Relationship between variables
Introduction
In this notebook, we will use the results of factor analysis of mixed data (FAMD) to explore relationships between variables.
Import and pre-process data
## Import library library(plyr) library(dplyr) library(arulesCBA) ## Import data df <-read.csv("https://github.com/nchelaru/data-prep/raw/master/telco_cleaned_renamed.csv") ## Drop TotalCharges variable, as it is a product of MonthlyCharges and Tenure df <- within(df, rm('TotalCharges')) ## Discretize "MonthlyCharges" with respect to "Churn"/"No Churn" label and assign to new column in dataframe df$Binned_MonthlyCharges <- discretizeDF.supervised(Churn ~ ., df[, c('MonthlyCharges', 'Churn')], method='mdlp')$MonthlyCharges ## Rename the levels based on knowledge of min/max monthly charges df$Binned_MonthlyCharges = revalue(df$Binned_MonthlyCharges, c("[-Inf,29.4)"="$0-29.4", "[29.4,56)"="$29.4-56", "[56,68.8)"="$56-68.8", "[68.8,107)"="$68.8-107", "[107, Inf]" = "$107-118.75")) ## Discretize "Tenure" with respect to "Churn"/"No Churn" label and assign to new column in dataframe df$Binned_Tenure <- discretizeDF.supervised(Churn ~ ., df[, c('Tenure', 'Churn')], method='mdlp')$Tenure ## Rename the levels based on knowledge of min/max tenures df$Binned_Tenure = revalue(df$Binned_Tenure, c("[-Inf,1.5)"="1-1.5m", "[1.5,5.5)"="1.5-5.5m", "[5.5,17.5)"="5.5-17.5m", "[17.5,43.5)"="17.5-43.5m", "[43.5,59.5)"="43.5-59.5m", "[59.5,70.5)"="59.5-70.5m", "[70.5, Inf]"="70.5-72m")) ## Export data to CSV for use in Python runtime write.csv(df, "./results/cleaned_df.csv", row.names=FALSE)

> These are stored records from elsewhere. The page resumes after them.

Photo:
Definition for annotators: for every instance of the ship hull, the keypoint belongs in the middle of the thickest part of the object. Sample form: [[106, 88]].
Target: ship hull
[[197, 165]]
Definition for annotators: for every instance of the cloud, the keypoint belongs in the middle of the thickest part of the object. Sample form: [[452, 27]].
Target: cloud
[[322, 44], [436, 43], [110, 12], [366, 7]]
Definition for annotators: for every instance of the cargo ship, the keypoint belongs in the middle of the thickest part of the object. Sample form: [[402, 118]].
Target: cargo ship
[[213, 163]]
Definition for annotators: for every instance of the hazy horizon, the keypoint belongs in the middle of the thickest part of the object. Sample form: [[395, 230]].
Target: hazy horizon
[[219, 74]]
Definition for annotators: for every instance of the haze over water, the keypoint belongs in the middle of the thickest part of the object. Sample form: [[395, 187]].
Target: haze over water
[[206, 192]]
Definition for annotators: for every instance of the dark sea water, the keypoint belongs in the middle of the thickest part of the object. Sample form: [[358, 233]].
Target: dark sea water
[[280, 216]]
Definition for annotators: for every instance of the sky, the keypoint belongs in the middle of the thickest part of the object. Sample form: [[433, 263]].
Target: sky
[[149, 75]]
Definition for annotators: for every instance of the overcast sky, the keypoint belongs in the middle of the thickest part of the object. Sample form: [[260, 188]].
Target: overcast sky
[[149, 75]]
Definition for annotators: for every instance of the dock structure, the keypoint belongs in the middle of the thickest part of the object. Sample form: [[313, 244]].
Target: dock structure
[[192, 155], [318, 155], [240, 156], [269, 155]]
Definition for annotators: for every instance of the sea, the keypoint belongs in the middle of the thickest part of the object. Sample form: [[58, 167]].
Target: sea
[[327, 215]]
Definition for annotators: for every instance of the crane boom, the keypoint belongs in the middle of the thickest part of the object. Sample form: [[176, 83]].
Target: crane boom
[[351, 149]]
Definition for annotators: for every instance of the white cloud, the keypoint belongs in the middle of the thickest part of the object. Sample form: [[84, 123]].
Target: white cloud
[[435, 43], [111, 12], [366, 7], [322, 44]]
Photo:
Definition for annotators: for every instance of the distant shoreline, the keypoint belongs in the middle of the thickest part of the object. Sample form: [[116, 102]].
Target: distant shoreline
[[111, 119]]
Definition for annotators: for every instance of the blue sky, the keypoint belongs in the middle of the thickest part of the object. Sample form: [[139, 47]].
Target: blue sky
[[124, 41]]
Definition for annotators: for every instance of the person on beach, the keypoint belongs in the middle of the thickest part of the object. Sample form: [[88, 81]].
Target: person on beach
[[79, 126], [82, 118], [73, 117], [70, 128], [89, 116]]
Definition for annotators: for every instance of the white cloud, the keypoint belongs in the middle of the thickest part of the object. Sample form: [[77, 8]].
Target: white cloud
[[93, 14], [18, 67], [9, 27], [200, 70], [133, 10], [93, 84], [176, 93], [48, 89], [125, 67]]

Relationship between variables
Numerical variables
Correlation circles, which were introduced in part 2 of this series as a way to visualize how well numerical variables are represented by two given principal components (PCs), can also be used to examine relationships between those variables.
## Import libraries library(FactoMineR) library(factoextra) ## FAMD res.famd <- FAMD(df, sup.var = 20, graph = FALSE, ncp=25) ## Plotting fviz_famd_var(res.famd, "quanti.var", repel = TRUE, col.var = "black")
To interpret the correlation circle, whereas positively correlated variables appear in the same quadrant, negatively correlated variables are positioned on opposite sides of the origin. So in this example, we see that Tenure
and MonthlyCharges
are negative correlated in some way. This makes some intuitive sense, as customers with high monthly charges may not stay very long with the company.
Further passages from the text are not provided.